In this chapter, we discuss one important means of altering the mechanical response of metals and ceramics: martensitic transformation. Martensitic transformation is a highly effective means of increasing the strength of steel. An annealed medium-carbon steel (such as AISI 1040) has a strength of approximately 100 MPa. By quenching (and producing martensite), the strength may be made to reach about 1 GPa, a tenfold increase. The ductility of the steel is, alas, decreased.
A quite different effect is observed in ceramics. Martensitic transformation can be exploited to enhance the toughness of some ceramics. If a ceramic undergoes a martensitic transformation during the application of a mechanical load, the propagation of cracks is inhibited. For example, partially stabilized zirconia has a fracture toughness of approximately 7 MPa m1/2. An equivalent ceramic not undergoing martensitic transformation would have a toughness less than or equal to 3 MPa m1/2.

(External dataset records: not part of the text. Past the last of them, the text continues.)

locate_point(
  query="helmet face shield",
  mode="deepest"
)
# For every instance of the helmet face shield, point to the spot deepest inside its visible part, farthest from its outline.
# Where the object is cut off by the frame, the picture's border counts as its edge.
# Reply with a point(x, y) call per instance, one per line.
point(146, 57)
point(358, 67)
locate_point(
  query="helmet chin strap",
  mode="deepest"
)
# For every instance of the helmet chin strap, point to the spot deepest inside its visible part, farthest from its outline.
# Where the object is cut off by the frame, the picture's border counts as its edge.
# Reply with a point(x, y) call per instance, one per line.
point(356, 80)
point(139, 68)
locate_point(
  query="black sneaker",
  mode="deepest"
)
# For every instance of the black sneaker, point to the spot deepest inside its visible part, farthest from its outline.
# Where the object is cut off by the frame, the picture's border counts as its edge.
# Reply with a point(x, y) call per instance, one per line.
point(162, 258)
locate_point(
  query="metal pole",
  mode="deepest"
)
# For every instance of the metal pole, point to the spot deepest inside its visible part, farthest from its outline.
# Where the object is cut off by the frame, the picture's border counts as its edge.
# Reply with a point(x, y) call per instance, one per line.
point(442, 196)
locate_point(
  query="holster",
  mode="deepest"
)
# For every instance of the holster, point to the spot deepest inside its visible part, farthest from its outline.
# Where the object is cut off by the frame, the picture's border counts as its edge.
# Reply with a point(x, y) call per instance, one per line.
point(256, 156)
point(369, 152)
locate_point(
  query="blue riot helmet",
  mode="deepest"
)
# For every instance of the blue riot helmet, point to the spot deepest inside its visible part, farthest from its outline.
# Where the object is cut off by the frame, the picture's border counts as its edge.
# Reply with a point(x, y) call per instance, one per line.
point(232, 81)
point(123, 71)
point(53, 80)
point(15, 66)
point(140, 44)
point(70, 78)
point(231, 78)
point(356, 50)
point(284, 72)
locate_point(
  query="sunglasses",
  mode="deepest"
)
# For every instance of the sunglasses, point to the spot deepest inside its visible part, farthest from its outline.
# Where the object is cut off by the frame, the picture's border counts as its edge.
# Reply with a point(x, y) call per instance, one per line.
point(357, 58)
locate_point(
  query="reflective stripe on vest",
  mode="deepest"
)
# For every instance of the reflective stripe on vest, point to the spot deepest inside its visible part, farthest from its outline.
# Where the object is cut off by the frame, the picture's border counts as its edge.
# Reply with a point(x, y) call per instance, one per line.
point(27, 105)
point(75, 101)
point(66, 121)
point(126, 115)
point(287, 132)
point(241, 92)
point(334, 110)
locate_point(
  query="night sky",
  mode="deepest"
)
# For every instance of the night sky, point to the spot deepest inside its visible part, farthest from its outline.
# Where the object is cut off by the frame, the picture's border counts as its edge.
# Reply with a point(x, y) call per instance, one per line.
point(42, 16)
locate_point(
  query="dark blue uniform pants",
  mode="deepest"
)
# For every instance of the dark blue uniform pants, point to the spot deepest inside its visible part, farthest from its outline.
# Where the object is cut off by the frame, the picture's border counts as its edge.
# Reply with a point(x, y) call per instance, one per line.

An additional, and very important, effect associated with martensitic transformations is the “shape-memory effect.” Alloys undergoing this effect “remember” their shape prior to deformation. The three effects just described have important technological applications.
Structures and Morphologies of Martensite
Quenching has been known for over 3,000 years and is, up to this day, the single most effective mechanism known for strengthening steel. However, it is only fairly recently that the underlying mechanism has been studied in a scientific manner and understood.